There are a lot of coders and buyers. Of course, more coders means harder concurrention, but you're good enough, aren't you? And more coders – more bad coders. Actually, my success is built on other coder's unprofessionalism: we both placed a bid, he won, but failed, and the buyer inveted me again. I succeed. I still work with that guy (Hi, Leif! I know, you're reading me through loonstart), he's great.

Payments are sent twice a month, and there were 4 ways to get your payment: check (by courier mail or by plain mail – first is fast and reliable, second is slower but cheap), wire bank-to-bank transfer, PayPal and Western Union.

Arbitrations. If something's gone wrong and coder or buyer violated contract, they can self-mediate the conflict or ask RAC person for arbitration. I never had to use it, but Ivan says, the process is pretty clear for both sides.

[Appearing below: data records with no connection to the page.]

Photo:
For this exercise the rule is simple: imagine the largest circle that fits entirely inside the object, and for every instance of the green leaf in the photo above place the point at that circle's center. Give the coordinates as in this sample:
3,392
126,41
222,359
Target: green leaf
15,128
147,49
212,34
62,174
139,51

When the work is done or failed, both coder and buyer are encouraged to rate each other and write a couple lines of review. Most people leave ratings and a few neglect reviews. You will get “A great coder”, “Not everything went clear, but we worked it out”, “Accept his bids!”, «A++", etc frequently, because you're good enough for that.

The commission is 15% (or $3, whatever is more), and the buyer can add funds to his account from credit card or PayPal.

What RentACoder lacks is more pay options for coders: I would really appreciate e-gold or something like ePassporte. For that I rate it 9 of 10 points.